Plasma cytokine profiles in Fragile X subjects: Is there a role for cytokines in the pathogenesis?

Paul Ashwood 1,2, Danh V Nguyen 3, David Hessl 2,6, Randi J Hagerman 2,4, Flora Tassone 2,5,*
PMCID: PMC3626458  NIHMSID: NIHMS433640  PMID: 20102735

Abstract

Background

Fragile X syndrome (FXS) is a single-gene disorder with a broad spectrum of involvement and a strong association with autism. Altered immune responses have been described in autism and there is potential that in children with FXS and autism, an abnormal immune response may play a role.

Objectives

To delineate specific patterns of cytokine/chemokine profiles in individuals with FXS with and without autism and to compare them with typical developing controls.

Methods

Age matched male subjects were recruited through the M.I.N.D. Institute and included: 19 typically developing controls, 64 subjects with FXS without autism and 40 subjects with FXS and autism. Autism diagnosis was confirmed with ADOS, ADI-R and DSM IV criteria. Plasma was isolated and cytokine and chemokine production was assessed by Luminex multiplex analysis.

Results

Preliminary observations indicate significant differences in plasma protein levels of a number of cytokines, including IL-1alpha, and the chemokines; RANTES and IP-10, between the FXS group and the typical developing controls (p<0.01). In addition, significant differences were observed between the FXS group with autism and the FXS without autism for IL-6, Eotaxin, MCP-1 (p<0.04).

Conclusions

In this study, the first of its kind, we report a significantly altered cytokine profile in FXS. The characterization of an immunological profile in FXS with and without autism may help to elucidate if an abnormal immune response may play a role and help to identify mechanisms important in the etiology of autism both with and without FXS.

Keywords: Autism, Fragile X, cytokines, chemokines

Introduction

Fragile X syndrome (FXS) is a single-gene disorder with a broad spectrum of involvement including cognitive and behavioral impairments of varying degrees associated with distinct physical features. One behavioral phenotype of FXS is also characterized by autistic symptoms, including social and communication deficits, and stereotypic behavior. From the most recent studies, approximately 25–33% of children with FXS have autism (Kaufmann et al., 2004; Rogers et al., 2001) whereas Pervasive Developmental Disorder - not otherwise specified (PDD-NOS) occurs in an additional 30%, and approximately 2 to 6% of children with autism have FXS (Estecio et al., 2002; Hagerman and Hagerman, 2002; Harris et al., 2008; Reddy, 2005; Wassink et al., 2001).
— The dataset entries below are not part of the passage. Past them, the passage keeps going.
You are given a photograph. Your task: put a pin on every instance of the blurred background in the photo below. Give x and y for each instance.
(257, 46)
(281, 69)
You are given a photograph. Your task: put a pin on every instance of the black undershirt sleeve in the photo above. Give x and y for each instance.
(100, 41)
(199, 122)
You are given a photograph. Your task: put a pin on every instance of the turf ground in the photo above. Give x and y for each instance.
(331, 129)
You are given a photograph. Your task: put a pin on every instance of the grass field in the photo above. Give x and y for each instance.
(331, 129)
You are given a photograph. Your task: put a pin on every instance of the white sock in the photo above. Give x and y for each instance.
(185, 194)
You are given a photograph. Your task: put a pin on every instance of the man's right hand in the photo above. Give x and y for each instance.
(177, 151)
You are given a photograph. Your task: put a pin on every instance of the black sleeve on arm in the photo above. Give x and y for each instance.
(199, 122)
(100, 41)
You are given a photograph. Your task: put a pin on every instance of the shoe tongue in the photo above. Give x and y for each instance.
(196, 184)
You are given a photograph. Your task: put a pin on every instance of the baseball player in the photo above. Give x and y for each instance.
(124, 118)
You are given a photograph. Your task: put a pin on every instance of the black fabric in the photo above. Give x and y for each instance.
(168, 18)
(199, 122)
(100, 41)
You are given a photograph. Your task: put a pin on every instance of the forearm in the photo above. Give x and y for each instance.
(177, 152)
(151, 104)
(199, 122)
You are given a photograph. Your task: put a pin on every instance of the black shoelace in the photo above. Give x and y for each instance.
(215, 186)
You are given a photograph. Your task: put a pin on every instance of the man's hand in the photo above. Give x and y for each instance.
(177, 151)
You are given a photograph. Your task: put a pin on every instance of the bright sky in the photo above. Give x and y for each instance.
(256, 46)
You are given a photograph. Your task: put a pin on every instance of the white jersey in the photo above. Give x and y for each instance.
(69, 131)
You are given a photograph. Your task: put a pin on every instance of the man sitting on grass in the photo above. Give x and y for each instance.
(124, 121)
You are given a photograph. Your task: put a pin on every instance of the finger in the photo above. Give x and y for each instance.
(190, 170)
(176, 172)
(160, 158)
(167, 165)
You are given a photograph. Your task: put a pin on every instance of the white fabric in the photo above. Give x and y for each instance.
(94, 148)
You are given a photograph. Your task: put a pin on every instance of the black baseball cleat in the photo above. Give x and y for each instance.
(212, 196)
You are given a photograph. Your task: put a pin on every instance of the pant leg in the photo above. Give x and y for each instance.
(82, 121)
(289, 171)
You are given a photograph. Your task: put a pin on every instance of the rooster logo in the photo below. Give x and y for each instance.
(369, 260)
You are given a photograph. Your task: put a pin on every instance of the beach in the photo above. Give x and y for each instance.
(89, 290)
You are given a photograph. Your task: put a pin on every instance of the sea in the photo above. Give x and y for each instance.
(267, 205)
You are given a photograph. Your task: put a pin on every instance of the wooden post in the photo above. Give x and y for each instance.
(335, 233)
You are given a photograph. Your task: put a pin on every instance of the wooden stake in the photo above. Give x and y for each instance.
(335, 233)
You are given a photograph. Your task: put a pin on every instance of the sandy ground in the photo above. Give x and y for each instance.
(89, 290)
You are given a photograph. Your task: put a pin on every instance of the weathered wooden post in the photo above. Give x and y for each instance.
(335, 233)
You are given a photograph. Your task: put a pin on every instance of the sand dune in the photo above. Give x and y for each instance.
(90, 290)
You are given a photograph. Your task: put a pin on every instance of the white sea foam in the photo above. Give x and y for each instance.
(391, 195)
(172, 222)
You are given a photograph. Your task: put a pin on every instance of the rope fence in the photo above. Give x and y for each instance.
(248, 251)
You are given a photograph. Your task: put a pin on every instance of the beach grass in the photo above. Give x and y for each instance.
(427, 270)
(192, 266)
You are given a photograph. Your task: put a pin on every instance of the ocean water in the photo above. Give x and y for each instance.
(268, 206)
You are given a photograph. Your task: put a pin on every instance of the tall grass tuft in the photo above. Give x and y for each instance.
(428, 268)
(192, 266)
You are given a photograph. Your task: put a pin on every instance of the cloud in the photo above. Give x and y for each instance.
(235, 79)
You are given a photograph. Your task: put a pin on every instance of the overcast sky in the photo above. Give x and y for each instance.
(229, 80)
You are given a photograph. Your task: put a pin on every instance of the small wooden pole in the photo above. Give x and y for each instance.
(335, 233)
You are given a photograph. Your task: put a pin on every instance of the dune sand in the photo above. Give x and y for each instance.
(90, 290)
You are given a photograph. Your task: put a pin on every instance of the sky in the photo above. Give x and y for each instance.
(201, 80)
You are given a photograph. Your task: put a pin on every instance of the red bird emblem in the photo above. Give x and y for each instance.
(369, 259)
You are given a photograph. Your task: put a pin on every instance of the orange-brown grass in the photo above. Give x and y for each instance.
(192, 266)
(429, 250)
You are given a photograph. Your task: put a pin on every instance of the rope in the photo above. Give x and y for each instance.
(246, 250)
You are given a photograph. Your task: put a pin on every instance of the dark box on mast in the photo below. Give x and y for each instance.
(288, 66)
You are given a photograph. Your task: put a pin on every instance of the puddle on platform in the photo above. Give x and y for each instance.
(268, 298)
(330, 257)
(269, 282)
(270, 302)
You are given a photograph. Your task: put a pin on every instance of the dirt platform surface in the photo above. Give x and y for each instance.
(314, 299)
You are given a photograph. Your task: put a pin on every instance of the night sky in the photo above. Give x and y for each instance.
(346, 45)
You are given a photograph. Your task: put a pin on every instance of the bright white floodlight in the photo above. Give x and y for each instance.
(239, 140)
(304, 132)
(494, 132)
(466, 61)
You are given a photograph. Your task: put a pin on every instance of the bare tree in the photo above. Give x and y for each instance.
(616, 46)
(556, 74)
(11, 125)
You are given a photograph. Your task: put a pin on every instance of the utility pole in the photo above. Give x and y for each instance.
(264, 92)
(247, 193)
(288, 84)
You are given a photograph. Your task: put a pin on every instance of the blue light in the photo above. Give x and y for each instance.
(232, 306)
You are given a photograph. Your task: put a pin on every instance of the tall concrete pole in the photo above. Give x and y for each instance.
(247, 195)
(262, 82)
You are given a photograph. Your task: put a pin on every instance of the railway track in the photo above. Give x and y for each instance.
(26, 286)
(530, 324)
Fragile X syndrome is nearly always caused by an expansion (>200) of a CGG trinucleotide repeat in the 5’ untranslated region (5’UTR), followed by methylation and silencing of the fragile X mental retardation 1 (FMR1) gene, with subsequent deficiency or absence of FMR1 protein (FMRP). It is the absence of FMRP, important for normal brain development that causes FXS (Irwin et al., 2000; Weiler and Greenough, 1999). Since lack of FMRP leads to immature dendritic spines, it is thought that FMRP is involved in synaptogenesis, especially in the cerebral cortex, cerebellum and hippocampus, and, more specifically, in synaptic plasticity (Hagerman, 06).

Although the etiology of idiopathic autism without FXS is unknown, other causes of autism are associated with known gene defects including neuroligin, neurorexin or SHANK protein (Hagerman et al., 2008). In addition, multiple genetic association studies have implicated genes that are relevant to the function of the immune system including human leukocyte antigens (HLA) complement C4, MET tyrosine kinase pathway, serine and threonine kinase C gene PRKCB1, macrophage inhibitory factor (MIF), Reelin and PTEN (reviewed in Enstrom et al., 2009). Moreover, altered immune responses have been described in autism (Ashwood et al., 2006) and it is possible that an abnormal immune response may play a role in children with FXS and autism. For example immune abnormalities such as increased frequency of infections, particularly otitis media and sinutitis infections, especially in early childhood, have been described in at least a subgroup of boys with FXS (Hagerman and Hagerman, 2002). An increased susceptibility to infections in FXS may underlie a dysfunctional immune response which might also play a role in increased autism susceptibility in these patients. Persistent gastrointestinal (GI) symptoms, such as loose stools have also been described in FXS and are consistent with similar reports of GI symptoms and increased mucosal immune activation in a subset of children with autism (Ashwood et al., 2003; Ashwood et al., 2004; Hagerman, 1987; Hagerman and Hagerman, 2002). Several patients studied with FXS, demonstrated a transient hypogammaglobulinemia particularly IgG subclass 1 and 3 (Hagerman and Hagerman, 2002). Interestingly, in autism, reduced total IgG levels have been observed (Heuer et al., 2008) and are directly correlated with worsening in aberrant behaviors. Immune dysfunction may also be present in some carriers of the permutation of FXS, as women who are carriers have a higher rate of hypothyroidism and fibromyalgia related to autoimmune dysfunction (Coffey et al 2008), however, immune dysregulation has not been studied in individuals with FXS.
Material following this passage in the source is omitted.